Although the first few Grands Prix painted a picture of continuing Mercedes domination, things are afoot that will probably make this a far less one-sided season than those of 2014 or ’15. An inopportunely timed safety car might well have cost Ferrari victory in Melbourne, a Kimi Räikkönen startline error maybe lost it another in Bahrain. Then there’s Red Bull. Here’s an observation made by Williams’ Pat Symonds: “We can see from GPS just how staggeringly quick the Red Bull is in slow corners – definitely faster than the Mercedes.” 

While it’s true that the Merc’s aero excels in the higher speed sections and has a superb spread throughout the speed range, it’s probably also true that its power unit superiority is playing the largest part in keeping it ahead of Red Bull. That has also been so for each of the past couple of seasons, but the difference this time is that there is genuine excitement about what Renault Sport is set to deliver in time for Canada. An extra 30bhp on top of a similar gain made over the winter should put the TAG-labelled motor within 20bhp of the Merc (assuming the latter is not about to make another big jump), and with perhaps more to come. That should get Red Bull somewhere very close to performance parity – and the prospect of three teams fighting over race wins in the season’s second half seems realistic. 

As the hybrid formula matures, so the performance is beginning to converge, as would be expected. But the process has needed some help, such was the enormous lead Mercedes HPP established at the first time of asking. 

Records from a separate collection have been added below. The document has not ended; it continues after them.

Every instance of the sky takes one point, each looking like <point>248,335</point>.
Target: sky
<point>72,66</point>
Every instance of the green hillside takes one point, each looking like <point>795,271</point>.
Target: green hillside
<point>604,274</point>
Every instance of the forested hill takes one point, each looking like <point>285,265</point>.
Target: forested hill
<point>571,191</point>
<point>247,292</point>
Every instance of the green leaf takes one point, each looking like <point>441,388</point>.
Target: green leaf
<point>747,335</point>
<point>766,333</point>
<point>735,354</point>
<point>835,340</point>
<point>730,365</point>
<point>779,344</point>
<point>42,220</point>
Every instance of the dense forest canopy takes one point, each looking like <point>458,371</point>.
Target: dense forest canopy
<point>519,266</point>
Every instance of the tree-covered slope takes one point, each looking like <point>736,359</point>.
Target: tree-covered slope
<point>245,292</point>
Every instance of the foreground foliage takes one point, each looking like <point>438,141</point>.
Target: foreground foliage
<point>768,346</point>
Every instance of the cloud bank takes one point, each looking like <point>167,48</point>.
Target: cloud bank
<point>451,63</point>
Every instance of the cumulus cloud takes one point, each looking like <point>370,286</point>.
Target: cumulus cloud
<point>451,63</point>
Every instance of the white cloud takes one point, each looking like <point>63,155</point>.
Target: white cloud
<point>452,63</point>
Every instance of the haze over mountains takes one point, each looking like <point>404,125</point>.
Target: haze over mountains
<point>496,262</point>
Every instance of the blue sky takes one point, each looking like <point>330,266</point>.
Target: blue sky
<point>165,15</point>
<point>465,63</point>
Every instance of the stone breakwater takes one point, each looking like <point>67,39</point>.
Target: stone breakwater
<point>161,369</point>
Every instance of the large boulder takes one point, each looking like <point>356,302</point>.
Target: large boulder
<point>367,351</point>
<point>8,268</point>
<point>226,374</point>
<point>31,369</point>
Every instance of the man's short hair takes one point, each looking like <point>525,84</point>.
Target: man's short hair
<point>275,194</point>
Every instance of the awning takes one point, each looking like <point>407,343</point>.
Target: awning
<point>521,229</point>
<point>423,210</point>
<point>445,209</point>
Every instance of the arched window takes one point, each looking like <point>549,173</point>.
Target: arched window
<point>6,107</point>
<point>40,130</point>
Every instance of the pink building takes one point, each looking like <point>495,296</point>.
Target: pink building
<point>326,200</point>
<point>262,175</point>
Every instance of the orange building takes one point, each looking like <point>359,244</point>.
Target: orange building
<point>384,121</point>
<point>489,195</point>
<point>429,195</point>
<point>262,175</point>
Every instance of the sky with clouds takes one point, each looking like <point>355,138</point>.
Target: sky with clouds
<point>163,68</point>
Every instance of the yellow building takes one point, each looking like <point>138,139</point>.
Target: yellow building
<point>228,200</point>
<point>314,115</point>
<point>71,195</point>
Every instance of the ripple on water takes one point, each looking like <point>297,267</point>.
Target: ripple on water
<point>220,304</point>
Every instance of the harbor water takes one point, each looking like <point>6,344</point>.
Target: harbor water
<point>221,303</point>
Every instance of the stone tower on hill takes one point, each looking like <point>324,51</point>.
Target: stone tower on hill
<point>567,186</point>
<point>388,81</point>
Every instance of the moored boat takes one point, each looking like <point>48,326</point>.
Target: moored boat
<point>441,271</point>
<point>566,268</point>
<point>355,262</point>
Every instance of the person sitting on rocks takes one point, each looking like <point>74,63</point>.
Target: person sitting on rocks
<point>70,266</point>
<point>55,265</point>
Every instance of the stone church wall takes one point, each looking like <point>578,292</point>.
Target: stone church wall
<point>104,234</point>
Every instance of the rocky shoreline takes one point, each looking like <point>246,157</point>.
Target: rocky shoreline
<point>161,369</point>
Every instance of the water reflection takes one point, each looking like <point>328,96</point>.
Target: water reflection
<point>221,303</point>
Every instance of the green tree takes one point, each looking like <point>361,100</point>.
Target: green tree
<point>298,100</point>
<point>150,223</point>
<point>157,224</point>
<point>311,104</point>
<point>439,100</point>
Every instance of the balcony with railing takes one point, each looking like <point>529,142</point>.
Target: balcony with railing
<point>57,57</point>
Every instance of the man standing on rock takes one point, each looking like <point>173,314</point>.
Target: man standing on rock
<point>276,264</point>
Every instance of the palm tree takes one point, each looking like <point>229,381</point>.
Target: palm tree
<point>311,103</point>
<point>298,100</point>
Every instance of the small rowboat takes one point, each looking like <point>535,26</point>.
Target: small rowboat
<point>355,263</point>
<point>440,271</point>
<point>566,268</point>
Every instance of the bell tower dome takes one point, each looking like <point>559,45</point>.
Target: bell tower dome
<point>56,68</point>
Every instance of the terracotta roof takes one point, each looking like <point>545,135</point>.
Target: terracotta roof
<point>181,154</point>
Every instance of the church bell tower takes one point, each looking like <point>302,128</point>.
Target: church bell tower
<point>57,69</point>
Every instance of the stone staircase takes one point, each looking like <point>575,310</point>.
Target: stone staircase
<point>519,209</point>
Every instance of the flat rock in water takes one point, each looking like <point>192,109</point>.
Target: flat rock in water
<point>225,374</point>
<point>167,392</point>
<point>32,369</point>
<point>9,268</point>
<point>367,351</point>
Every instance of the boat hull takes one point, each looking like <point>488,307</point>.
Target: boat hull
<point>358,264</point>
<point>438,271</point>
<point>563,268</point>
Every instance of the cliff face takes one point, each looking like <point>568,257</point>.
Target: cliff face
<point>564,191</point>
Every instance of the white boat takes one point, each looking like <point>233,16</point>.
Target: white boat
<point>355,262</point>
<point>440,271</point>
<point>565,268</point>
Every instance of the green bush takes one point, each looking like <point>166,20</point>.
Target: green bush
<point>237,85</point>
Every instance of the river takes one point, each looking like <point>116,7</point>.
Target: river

‘Convergence’ is one of the four objectives set by the FIA to the engine manufacturers (along with price reduction, guaranteed supply and an increase in noise). They have to agree a way between themselves of limiting the difference between them to no more than two per cent by 2018. Based upon the current Mercedes – believed to be topping out at about 960bhp – that would mean the least powerful having a deficit of no more than 19bhp. In other words, about where Renault is set to arrive at in Canada. As things stand, from Canada onwards only Honda will not be within the convergence limit set for ’18, but it might well have arrived there by later this season.  

It raises the question why an artificial limit is needed at all. Is turning the engines back to the status of plug-in components that don’t have the potential to make a difference – as was the case in the engine-frozen V8 era – really what we want to see? Is the idea of a bunch of manufacturers getting around a table to make sure they all have engines as good as each other really what a sporting competition should be? Even before we arrive at the convergence requirement, there will be a freeze on a key part of the hybrid technology. Neither batteries nor ERS components will be allowed to be any smaller than the best of the current units – thereby ending a key area of technology gain.

In getting to within sniffing distance of Mercedes power, one of the key breakthroughs made by Ferrari last year – and believed to be what’s behind the big improvement in the upcoming Renault – was the adoption of trick new combustion technology. In the case of Ferrari at least, this
has come from ‘turbulent jet ignition’, a new technology separating combustion into a pre-chamber and main chamber that allows huge efficiency gains. When applied to road cars it promises to deliver diesel economy in a petrol engine. When applied to F1 it makes a much bigger bang. It’s clear there has been some cross-pollination of ideas – with Mercedes said to have provided help to its rivals. 

But rather than require everyone to be equal by regulation– and thus taking a fascinating dimension out of a multi-dimensional competition – what about requiring every engine manufacturer to make its engine available for inspection to an engineering body at the end of each season, with the results made public in a paper? That way, the technology would spread and we would be able to explain to the world at large just how these fantastic leaps are being made – rather than desperately trying to eke out secrets from competitive engineers. 

We presently have a closed shop sharing secrets with each other but keeping out everybody else, which is surely the worst of both worlds.